Ora, se la cosa riguardasse solo gli Israeliani, si potrebbe anche dire: amen, non è la prima nazione a scavarsi la fossa e non sarà l’ultima (prossima fermata: Stati Uniti). Ma, come ho già scritto altrove, io non sono sicuro che questo processo sia unicamente interno ad Israele e credo invece che ci siano forze visceralmente antisemite in grado di manovrare certi movimenti politici che non avranno troppe remore a perpetrare dei pogrom antisemiti.

Il piano, per quel che mi pare di capire, è quello, classico, di trasformare gli Ebrei in un capro espiatorio incolpandoli di tutto quel che non va nel mondo (es. come se tutti i banchieri fossero ebrei), per poterlo purificare. Siccome Israele ha creato una strettissima identificazione tra se stesso e gli Ebrei, ogni sua colpa ricadrà su tutti gli Ebrei nel mondo, che per di più potrebbero essere imputabili di connivenza con gli interessi finanziari (es. Savi di Sion, plutocrazia israelita ed altre calunnie antisemite).

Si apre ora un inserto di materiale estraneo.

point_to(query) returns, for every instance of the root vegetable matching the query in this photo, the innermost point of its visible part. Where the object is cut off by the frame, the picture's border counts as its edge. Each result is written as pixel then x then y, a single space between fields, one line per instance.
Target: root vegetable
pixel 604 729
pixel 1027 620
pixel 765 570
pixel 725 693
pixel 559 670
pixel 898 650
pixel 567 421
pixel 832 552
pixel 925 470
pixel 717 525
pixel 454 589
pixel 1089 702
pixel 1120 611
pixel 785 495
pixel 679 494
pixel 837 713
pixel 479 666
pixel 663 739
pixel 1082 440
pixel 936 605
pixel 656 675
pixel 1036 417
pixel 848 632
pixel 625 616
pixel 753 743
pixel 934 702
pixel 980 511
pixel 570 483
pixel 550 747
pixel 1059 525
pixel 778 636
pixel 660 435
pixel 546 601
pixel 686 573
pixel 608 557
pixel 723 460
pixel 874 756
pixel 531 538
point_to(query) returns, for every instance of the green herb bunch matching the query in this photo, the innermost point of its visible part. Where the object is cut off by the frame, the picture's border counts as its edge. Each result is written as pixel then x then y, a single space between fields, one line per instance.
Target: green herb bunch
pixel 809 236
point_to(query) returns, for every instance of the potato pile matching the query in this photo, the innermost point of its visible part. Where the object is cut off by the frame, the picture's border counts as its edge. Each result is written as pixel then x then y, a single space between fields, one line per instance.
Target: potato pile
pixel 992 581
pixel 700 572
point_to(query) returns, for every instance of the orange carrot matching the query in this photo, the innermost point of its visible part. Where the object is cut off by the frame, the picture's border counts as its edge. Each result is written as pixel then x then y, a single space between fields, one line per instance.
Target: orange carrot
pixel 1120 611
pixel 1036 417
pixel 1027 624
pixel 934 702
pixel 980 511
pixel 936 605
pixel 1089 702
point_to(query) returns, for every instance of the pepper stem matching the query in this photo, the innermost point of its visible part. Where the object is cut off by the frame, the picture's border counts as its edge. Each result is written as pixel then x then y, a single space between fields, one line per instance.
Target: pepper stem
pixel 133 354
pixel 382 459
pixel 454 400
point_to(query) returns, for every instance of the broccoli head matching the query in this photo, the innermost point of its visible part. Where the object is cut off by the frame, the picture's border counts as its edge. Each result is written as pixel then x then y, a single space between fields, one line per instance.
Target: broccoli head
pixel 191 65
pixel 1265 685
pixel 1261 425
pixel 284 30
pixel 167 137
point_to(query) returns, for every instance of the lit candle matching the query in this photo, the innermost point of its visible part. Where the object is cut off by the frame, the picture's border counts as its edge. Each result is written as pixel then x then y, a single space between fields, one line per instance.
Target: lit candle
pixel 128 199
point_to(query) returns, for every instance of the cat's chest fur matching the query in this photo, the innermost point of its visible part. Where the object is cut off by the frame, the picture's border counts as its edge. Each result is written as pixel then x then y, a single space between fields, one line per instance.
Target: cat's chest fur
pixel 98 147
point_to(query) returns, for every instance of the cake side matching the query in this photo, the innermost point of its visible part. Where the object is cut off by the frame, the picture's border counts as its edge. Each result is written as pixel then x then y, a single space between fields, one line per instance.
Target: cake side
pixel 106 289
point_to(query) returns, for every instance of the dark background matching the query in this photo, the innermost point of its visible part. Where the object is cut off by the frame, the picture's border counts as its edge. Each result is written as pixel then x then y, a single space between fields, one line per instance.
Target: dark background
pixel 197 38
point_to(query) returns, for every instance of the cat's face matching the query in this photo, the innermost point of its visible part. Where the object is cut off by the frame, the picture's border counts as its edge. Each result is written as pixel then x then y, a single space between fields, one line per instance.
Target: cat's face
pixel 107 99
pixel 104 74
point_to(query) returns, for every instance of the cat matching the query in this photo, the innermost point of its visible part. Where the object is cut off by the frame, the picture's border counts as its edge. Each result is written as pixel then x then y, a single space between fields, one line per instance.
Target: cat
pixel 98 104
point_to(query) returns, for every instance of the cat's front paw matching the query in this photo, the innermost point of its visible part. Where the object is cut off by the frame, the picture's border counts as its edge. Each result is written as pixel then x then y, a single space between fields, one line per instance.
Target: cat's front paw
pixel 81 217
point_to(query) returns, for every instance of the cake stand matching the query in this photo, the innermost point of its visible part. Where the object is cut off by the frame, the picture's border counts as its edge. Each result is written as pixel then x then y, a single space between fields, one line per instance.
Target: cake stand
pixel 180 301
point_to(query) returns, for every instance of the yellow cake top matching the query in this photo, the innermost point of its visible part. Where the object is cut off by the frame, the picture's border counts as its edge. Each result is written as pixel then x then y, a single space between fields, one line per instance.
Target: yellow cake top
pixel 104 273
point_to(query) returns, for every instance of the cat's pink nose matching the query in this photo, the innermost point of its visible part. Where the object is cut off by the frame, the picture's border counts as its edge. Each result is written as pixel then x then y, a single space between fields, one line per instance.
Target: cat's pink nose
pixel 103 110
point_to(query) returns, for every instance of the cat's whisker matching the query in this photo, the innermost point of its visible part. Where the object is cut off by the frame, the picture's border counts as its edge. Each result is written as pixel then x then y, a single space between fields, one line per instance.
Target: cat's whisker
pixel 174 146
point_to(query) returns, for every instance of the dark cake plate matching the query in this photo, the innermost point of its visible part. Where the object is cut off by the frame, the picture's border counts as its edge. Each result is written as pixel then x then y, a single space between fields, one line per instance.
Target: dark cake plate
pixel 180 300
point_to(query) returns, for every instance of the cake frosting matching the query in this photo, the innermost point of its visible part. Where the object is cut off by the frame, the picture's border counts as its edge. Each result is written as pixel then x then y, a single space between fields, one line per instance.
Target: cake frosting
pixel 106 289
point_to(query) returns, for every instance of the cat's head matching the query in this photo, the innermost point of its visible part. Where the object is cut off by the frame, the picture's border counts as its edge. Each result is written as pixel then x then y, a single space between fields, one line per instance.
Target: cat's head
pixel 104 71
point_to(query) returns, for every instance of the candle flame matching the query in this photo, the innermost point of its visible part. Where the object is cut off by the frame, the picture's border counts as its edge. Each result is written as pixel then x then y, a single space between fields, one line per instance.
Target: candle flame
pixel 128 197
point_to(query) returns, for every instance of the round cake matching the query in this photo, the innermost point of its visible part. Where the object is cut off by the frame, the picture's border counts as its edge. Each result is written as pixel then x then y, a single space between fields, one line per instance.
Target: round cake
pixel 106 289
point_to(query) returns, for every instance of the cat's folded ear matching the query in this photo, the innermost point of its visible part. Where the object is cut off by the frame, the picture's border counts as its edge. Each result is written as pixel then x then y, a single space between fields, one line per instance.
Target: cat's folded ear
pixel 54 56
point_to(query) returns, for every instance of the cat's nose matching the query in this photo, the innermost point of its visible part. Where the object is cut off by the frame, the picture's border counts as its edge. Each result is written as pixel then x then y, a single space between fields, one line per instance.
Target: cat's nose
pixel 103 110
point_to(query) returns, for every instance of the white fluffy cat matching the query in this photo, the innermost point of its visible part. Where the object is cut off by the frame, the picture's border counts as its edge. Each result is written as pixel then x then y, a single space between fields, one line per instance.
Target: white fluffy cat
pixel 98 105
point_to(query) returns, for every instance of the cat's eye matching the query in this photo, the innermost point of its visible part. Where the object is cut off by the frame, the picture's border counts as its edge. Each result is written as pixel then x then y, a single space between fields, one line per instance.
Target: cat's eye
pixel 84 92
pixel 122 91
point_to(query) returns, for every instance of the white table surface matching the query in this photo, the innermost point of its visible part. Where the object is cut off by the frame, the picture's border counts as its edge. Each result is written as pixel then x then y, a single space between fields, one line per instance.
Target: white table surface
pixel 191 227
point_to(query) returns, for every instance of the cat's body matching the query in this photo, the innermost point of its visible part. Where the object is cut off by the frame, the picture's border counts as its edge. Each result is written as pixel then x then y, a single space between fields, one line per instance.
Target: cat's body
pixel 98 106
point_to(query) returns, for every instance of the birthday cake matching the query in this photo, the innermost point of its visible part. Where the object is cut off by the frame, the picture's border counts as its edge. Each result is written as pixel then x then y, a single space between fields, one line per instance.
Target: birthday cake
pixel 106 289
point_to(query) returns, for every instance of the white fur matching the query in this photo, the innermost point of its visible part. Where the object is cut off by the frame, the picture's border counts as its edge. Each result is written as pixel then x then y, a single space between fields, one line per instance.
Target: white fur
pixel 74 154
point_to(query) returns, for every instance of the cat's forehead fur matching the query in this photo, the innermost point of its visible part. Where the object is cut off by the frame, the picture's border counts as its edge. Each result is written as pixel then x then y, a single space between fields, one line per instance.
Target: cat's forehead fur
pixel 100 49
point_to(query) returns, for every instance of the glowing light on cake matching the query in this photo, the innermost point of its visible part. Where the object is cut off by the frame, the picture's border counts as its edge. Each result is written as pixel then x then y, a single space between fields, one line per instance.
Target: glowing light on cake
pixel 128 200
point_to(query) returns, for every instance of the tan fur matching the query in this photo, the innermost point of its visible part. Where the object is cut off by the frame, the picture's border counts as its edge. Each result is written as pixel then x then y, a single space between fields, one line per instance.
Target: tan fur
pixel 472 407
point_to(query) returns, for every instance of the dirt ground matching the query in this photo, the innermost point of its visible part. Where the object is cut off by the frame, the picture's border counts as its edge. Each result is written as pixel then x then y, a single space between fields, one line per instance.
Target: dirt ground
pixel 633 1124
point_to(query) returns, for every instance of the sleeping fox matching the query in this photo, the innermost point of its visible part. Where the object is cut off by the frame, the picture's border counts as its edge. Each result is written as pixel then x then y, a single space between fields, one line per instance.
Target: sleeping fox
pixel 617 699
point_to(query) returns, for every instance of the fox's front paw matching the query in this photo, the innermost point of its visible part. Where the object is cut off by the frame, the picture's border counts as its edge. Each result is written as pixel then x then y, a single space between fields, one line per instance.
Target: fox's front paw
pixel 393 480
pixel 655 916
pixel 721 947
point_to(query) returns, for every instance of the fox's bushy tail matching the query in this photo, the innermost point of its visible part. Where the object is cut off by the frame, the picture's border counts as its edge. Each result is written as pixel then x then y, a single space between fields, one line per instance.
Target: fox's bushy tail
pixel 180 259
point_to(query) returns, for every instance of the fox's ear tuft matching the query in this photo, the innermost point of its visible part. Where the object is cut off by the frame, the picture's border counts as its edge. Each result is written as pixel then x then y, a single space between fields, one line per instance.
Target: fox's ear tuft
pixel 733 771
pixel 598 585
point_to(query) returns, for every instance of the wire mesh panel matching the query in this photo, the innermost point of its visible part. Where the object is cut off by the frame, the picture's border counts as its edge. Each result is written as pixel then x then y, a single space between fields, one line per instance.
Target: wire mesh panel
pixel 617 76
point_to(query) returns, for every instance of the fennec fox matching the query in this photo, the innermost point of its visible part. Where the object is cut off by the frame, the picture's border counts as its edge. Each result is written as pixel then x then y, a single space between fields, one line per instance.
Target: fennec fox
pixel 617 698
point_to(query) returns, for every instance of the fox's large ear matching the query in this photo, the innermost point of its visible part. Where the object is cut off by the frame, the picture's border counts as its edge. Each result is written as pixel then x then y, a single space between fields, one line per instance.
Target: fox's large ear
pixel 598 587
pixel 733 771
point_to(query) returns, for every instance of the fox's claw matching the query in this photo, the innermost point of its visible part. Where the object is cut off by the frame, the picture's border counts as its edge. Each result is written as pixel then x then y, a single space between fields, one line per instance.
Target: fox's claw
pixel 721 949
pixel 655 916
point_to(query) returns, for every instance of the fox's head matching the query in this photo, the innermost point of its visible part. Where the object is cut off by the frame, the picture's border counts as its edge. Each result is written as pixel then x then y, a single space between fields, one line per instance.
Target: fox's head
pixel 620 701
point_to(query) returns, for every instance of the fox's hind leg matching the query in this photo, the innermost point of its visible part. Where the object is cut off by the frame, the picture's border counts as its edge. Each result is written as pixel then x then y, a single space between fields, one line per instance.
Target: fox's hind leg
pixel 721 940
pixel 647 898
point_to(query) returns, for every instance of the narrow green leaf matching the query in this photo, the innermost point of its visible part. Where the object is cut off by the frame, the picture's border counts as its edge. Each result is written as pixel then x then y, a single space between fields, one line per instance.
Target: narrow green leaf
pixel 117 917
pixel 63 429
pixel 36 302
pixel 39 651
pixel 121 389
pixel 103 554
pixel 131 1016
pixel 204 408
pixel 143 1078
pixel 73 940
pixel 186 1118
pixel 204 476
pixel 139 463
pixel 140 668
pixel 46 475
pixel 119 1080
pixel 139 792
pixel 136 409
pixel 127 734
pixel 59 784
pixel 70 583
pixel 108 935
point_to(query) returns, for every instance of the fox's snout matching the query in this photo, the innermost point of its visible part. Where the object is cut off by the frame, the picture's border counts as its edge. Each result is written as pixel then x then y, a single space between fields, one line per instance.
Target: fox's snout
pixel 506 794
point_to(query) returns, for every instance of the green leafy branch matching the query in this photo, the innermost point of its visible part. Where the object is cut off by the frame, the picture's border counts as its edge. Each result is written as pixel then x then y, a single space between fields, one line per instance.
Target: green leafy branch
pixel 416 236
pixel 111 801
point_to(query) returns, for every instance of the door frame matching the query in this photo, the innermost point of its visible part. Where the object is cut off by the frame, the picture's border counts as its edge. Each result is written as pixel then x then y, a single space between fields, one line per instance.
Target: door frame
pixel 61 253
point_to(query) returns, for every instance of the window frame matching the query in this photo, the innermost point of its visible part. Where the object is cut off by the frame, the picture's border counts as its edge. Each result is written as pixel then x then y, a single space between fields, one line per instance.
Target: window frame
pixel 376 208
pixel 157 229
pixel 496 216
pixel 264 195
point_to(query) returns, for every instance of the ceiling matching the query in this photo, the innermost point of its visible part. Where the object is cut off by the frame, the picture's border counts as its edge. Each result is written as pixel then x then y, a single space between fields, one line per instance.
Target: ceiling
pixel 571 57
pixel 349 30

Che questo sia un risvolto plausibile è dimostrato dal fatto che nei gruppi dove si discute apertamente dei crimini sionisti si finisce troppo spesso per condannare senza appello tutti gli Ebrei e tutti gli Israeliani ed Israele in quanto tale. Non è possibile che questa generalizzazione possa essere spiegata nei termini di un antisemitismo latente che viene rinfocolato incessantemente da abili spin doctor che sfruttano la pressione psicologica generata dalla dissonanza cognitiva citata da Daniele Scalea? Mi riferisco a quel giustificazionismo dovuto alla Shoah che fa sentire la gente sempre più in colpa, sempre più in conflitto con se stessa, sempre più desiderosa di liberarsi della questione sionista che li incomoda?

Allora la domanda che possiamo porci è: l’umanità è davvero così stupida da credere un’altra volta alla stessa menzogna, prendendosela con gli Ebrei e con gli Israeliani per i crimini di certi governanti sionisti e soprattutto per quelli di un’élite post-etnica e post-nazionale che si comporta sempre più psicopaticamente?

https://versounmondonuovo.wordpress.com/2012/05/29/christine-lagarde-e-lfmi-desiderano-una-rivoluzione/

https://versounmondonuovo.wordpress.com/2012/06/25/il-criptofascismo-dei-liberalizzatori-e-dei-privatizzatori/

Il passo non è lungo: più Ebrei si trasferiscono in Israele, più sarà facile distruggerli usando Israele come bersaglio e senza rievocare spettri hitleriani, che pure incombono, occultati, sugli Ebrei come su tutti noi.